AP Literature Fall Final Exam: Words to Know

  • Allegory - A narrative or visual representation, such as a story, poem, or picture, can be interpreted to reveal a hidden message.

  • Allusion - refers to a person, event, or thing from another text.

  • Apostrophe - a speech or address to a person who is not present or a personified object.

  • Aside - a speech delivered to the audience; and the other characters cannot hear.

  • Assonance - when words repeat the same vowel sound.

  • Elegy - a poem of serious reflection, typically lamenting the dead.

  • Euphemism - a mild or indirect word to replace a harsher word.

  • Hyperbole - an exaggeration as a rhetorical device. 

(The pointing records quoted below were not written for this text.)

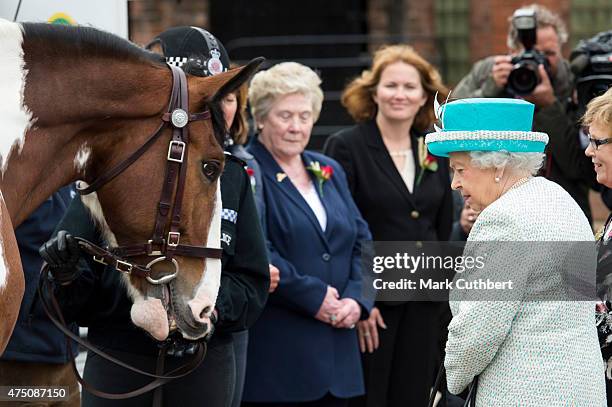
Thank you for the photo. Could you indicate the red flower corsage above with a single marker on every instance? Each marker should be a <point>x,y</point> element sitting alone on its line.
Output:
<point>321,173</point>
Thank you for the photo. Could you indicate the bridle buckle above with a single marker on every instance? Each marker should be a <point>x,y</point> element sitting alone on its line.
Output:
<point>181,145</point>
<point>100,260</point>
<point>173,239</point>
<point>123,266</point>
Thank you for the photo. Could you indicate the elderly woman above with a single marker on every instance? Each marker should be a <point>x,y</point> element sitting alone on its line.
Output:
<point>303,350</point>
<point>527,353</point>
<point>598,120</point>
<point>384,155</point>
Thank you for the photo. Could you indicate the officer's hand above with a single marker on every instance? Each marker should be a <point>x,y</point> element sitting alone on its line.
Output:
<point>543,95</point>
<point>62,254</point>
<point>501,70</point>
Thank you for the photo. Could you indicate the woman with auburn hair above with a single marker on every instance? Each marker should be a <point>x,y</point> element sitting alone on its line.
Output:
<point>384,155</point>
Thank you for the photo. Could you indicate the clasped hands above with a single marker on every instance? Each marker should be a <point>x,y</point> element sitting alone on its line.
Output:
<point>338,312</point>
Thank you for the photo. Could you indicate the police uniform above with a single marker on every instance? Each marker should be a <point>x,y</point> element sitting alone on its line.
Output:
<point>97,299</point>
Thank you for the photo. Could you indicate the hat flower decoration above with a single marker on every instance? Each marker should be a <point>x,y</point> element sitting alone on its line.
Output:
<point>485,124</point>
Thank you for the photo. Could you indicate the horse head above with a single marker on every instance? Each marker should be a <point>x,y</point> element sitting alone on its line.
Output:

  • Invocation - a calling onto a deity for help or inspiration.

  • Metaphor - a figure of speech where a word or phrase is applied to an object which is not literally applicable. 

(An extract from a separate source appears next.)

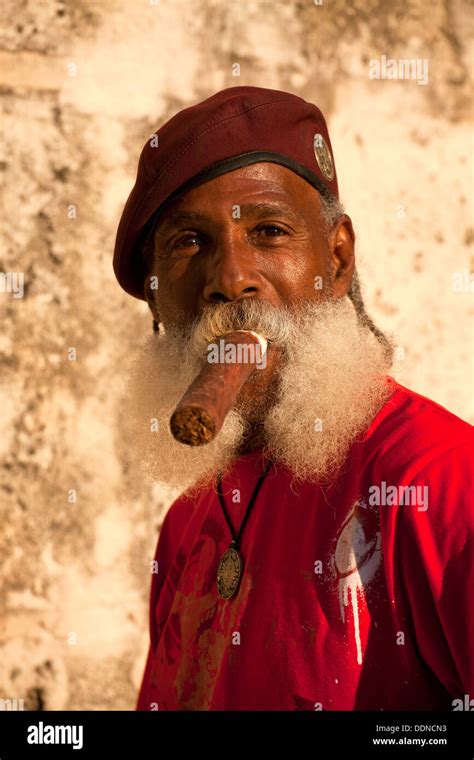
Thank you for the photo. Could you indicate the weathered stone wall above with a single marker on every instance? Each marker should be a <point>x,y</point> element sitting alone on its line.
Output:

  • Oxymoron - a figure of speech where two opposite/contradictory words are placed next to each other.

  • Parody - an imitation of the style of a particular writer.

  • Personification - the attribution of human characteristics to things, ideas, etc. that are non-human.

  • Rhyme scheme - a poet’s deliberate pattern of rhyming words at the end of lines.

  • Syntax - the word order, tense, subject-verse agreement, and sentence structure employed to create an effect in writing.

  • Understatement - a literary device where a particular quality is downplayed or presented less than the true situation. 


General Vocabulary:

  • Laudatory ⇾ A piece of writing expressing praise or admiration for someone.

  • Meticulous ⇾ Very careful and paying attention to every detail.

  • Paucity ⇾ A small amount of something, or less than what is needed.

  • Raconteur ⇾ A person who tells funny or interesting stories.

  • Sanctimonious ⇾ Excessively displaying religious devotion, almost hypocritically.

  • Sardonic ⇾ To be scornfully mocking, a form of humor that is not necessarily malicious, but has a degree of skepticism.